The Board has now agreed to deem Smith’s death a line-of-duty incident. That conclusion means his widow qualifies for full death benefits. NBC reports that, in a letter the network has reviewed, the Board wrote: “Based on evidence submitted by the petitioner and the Department, we find that Officer Smith sustained a personal injury on January 6, 2021, while performing his duties,” and that this injury “was the sole and direct cause of his death” (emphasis added).

There is video evidence that Officer Smith was assaulted at least twice during the riot — including being struck with what NBC describes as a “flying metal pole.” His wife says he was in pain and not himself in the days after the riot. Nevertheless, the Metro Police had cleared him to return to work on January 15, the day he ultimately took his own life.

D.C.’s former chief medical examiner speculated to NBC that, because Smith had no prior history of mental-health problems, there must have been “a direct cause-and-effect relationship” between the “line-of-duty work trauma” he suffered on January 6 and his death nine days later. For argument’s sake, let’s stipulate that that is true. Whatever this “relationship” was, it is simply not possible that any injury Smith sustained on January 6 was the “sole and direct cause of his death,” as the Board found.
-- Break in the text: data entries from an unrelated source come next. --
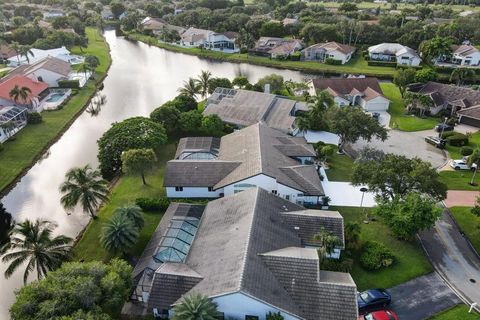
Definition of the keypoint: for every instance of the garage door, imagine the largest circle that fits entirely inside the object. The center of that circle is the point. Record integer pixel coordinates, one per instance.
(470, 121)
(379, 106)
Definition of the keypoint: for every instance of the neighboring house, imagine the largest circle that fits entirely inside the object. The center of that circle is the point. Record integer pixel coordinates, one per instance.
(243, 108)
(250, 254)
(210, 40)
(39, 90)
(12, 120)
(447, 96)
(253, 156)
(394, 52)
(330, 50)
(39, 54)
(276, 47)
(6, 52)
(363, 92)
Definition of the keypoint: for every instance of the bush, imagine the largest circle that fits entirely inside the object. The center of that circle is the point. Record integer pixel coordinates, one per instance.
(334, 62)
(152, 204)
(466, 151)
(376, 256)
(69, 84)
(34, 118)
(457, 140)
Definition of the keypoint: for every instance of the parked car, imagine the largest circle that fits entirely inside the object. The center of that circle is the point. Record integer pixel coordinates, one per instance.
(436, 141)
(373, 299)
(459, 164)
(443, 127)
(379, 315)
There is no publicly known evidence that any injury he suffered at the riot would have killed him. It is abundantly clear, though, that the direct cause of his death was the bullet that he fired.
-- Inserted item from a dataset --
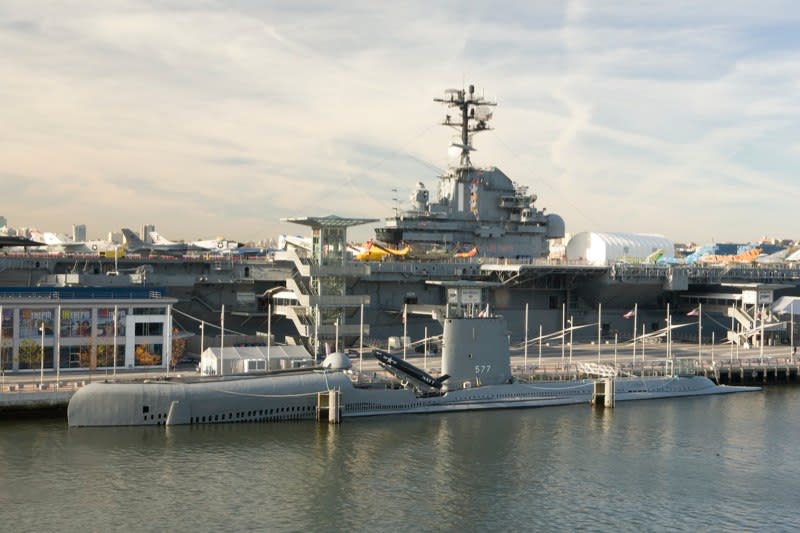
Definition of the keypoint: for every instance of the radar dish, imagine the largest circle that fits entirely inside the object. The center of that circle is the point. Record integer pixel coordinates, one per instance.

That bullet was not fired when he was in the line of duty. We may grant that Smith, like most police officers who’ve been on the job for any length of time, experienced horrifying things, including what he went through on January 6. We may even grant that in Smith’s case, those experiences contributed to the downward spiral that ended in his tragic suicide. But we shouldn’t pretend that he died in the course of doing his job.
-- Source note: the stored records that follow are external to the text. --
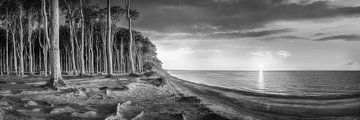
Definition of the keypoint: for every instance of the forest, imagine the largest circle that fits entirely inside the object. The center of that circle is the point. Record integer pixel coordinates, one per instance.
(91, 39)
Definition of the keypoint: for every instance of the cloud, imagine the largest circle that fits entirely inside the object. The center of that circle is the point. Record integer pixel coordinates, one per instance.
(287, 37)
(346, 37)
(184, 51)
(319, 34)
(262, 53)
(223, 15)
(188, 51)
(284, 54)
(352, 63)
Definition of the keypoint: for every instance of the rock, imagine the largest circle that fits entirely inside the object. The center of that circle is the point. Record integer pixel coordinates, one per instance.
(139, 116)
(121, 108)
(115, 117)
(5, 92)
(103, 88)
(5, 106)
(88, 114)
(2, 114)
(31, 103)
(82, 92)
(4, 103)
(62, 110)
(36, 110)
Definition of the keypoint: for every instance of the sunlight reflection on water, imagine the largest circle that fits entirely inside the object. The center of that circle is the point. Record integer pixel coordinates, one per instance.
(260, 83)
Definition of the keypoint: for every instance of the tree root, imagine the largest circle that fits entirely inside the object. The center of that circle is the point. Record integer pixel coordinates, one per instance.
(56, 84)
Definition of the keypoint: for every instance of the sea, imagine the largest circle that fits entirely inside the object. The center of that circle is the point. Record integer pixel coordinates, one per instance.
(299, 83)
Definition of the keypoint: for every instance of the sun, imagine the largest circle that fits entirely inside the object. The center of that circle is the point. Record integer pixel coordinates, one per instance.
(260, 67)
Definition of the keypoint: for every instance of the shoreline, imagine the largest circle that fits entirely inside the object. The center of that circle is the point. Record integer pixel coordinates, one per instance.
(238, 104)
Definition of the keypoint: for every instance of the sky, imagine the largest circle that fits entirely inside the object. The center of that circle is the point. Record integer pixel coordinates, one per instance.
(246, 34)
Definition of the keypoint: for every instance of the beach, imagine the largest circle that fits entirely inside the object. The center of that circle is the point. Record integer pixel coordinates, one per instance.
(237, 104)
(152, 98)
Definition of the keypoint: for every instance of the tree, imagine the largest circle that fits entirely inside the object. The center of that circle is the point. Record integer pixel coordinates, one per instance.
(132, 65)
(109, 45)
(55, 79)
(82, 61)
(45, 45)
(71, 12)
(21, 42)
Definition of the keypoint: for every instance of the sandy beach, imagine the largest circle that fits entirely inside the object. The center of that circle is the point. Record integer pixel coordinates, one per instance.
(237, 104)
(98, 98)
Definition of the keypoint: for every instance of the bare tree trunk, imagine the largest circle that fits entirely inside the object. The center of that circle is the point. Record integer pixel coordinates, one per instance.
(46, 44)
(14, 49)
(132, 65)
(71, 25)
(54, 49)
(7, 52)
(30, 46)
(91, 49)
(82, 61)
(109, 45)
(21, 42)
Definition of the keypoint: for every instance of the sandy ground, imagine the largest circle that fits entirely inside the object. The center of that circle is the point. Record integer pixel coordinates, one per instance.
(256, 106)
(98, 98)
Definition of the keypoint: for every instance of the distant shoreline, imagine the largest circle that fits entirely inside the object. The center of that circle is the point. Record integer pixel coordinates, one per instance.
(274, 70)
(237, 104)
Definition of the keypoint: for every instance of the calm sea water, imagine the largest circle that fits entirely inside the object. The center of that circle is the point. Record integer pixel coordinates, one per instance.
(279, 82)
We can and should feel great sympathy for the Smith family. Under these excruciating circumstances, I am glad his wife is getting full death benefits. Still, police who are killed by criminals, or who otherwise die on the job while risking their lives to serve and protect the public, deserve a special place of honor. So while we should mourn Officer Jeffrey Smith, and be grateful for the dozen years of service he provided the public up through the Capitol riot, we should also acknowledge that he did not die, as these other cops have, in the line of duty.